Aberdeen Sears can’t avoid the list

The Aberdeen Sears store, one-stop shopping for generations of Harborites looking for everything from school shoes to a set of tires, is closing before the end of the year.

The store is one of dozens Transform Co, which is the parent company of the financially beleagured Sears Holdings and Kmart, plans to close in the next few months. The Aberdeen Sears has dodged closure for years when other such lists have been announced, thought by many to be spared because the company, not the mall, owned the building it occupies at the south end of the Shoppes at Riverside.

Store workers referred questions Monday to corporate offices, which were closed for Labor Day.

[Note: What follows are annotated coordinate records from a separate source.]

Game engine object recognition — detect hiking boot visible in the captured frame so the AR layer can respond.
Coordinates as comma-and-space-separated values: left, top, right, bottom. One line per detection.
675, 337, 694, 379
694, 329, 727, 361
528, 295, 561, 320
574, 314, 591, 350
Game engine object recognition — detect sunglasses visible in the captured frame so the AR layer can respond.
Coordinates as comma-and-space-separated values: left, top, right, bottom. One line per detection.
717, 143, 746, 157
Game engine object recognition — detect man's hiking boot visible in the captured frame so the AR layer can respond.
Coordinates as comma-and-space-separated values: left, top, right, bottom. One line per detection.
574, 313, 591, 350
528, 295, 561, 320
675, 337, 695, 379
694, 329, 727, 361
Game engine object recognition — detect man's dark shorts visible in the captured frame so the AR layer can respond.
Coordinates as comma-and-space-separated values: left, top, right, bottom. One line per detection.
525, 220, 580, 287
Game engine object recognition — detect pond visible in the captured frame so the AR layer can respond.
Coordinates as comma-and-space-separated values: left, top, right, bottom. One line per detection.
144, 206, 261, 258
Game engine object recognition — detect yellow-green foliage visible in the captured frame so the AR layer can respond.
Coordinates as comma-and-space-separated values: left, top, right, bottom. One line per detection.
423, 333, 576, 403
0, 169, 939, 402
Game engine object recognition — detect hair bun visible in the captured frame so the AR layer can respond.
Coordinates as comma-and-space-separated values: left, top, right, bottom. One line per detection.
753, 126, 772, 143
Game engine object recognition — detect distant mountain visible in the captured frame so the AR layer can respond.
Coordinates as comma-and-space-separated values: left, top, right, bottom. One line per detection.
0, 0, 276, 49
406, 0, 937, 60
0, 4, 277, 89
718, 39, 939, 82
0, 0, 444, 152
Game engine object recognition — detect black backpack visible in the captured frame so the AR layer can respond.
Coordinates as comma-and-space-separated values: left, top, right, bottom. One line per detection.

As she walked into the Aberdeen store this morning, Jessica Torres of Aberdeen seemed typical of many consumers, saying she once shopped more often at Sears, but doesn’t go as frequently and when she does, it’s likely for large items such as appliances. She was there Monday to pay a bill for a refrigerator she bought at the Sears in Olympia.

She said she bought it there because she’s a student at Evergreen in Olympia and her hours made that more convenient. Even then, she called from the Olympia store, planning to buy it in Aberdeen if she could, but no one answered, she said.

“Slowly but surely, everything is going away here,” she said. “But I see it everywhere. … It was sad when K-Mart left, sad when J.C. Penney left. They (Sears) were the last ones standing,” said Torres.

In the late 1970s, Sears moved from downtown Aberdeen to what was then named SouthShore Mall. It left a giant hole in the downtown retail landscape.

TomQuigg of Windermere Real Estate and a local historian, remembers that Sears once operated two large buildings in downtown Aberdeen. On Wishkah, in what was most recently the Salvation Army thrift shop, Sears sold clothing, housewares home furnishing and other soft goods.

Behind that, across the alley was a separate building that offered tires and automotive services, gardening supplies, tools and appliances.

“There was even a guy who sold insurance, who would stand there as you came in,” Quigg recalled.

Sears has struggled for years and lost ground to Amazon, WalMart and other big box retailers, and last year went through a messy bankruptcy.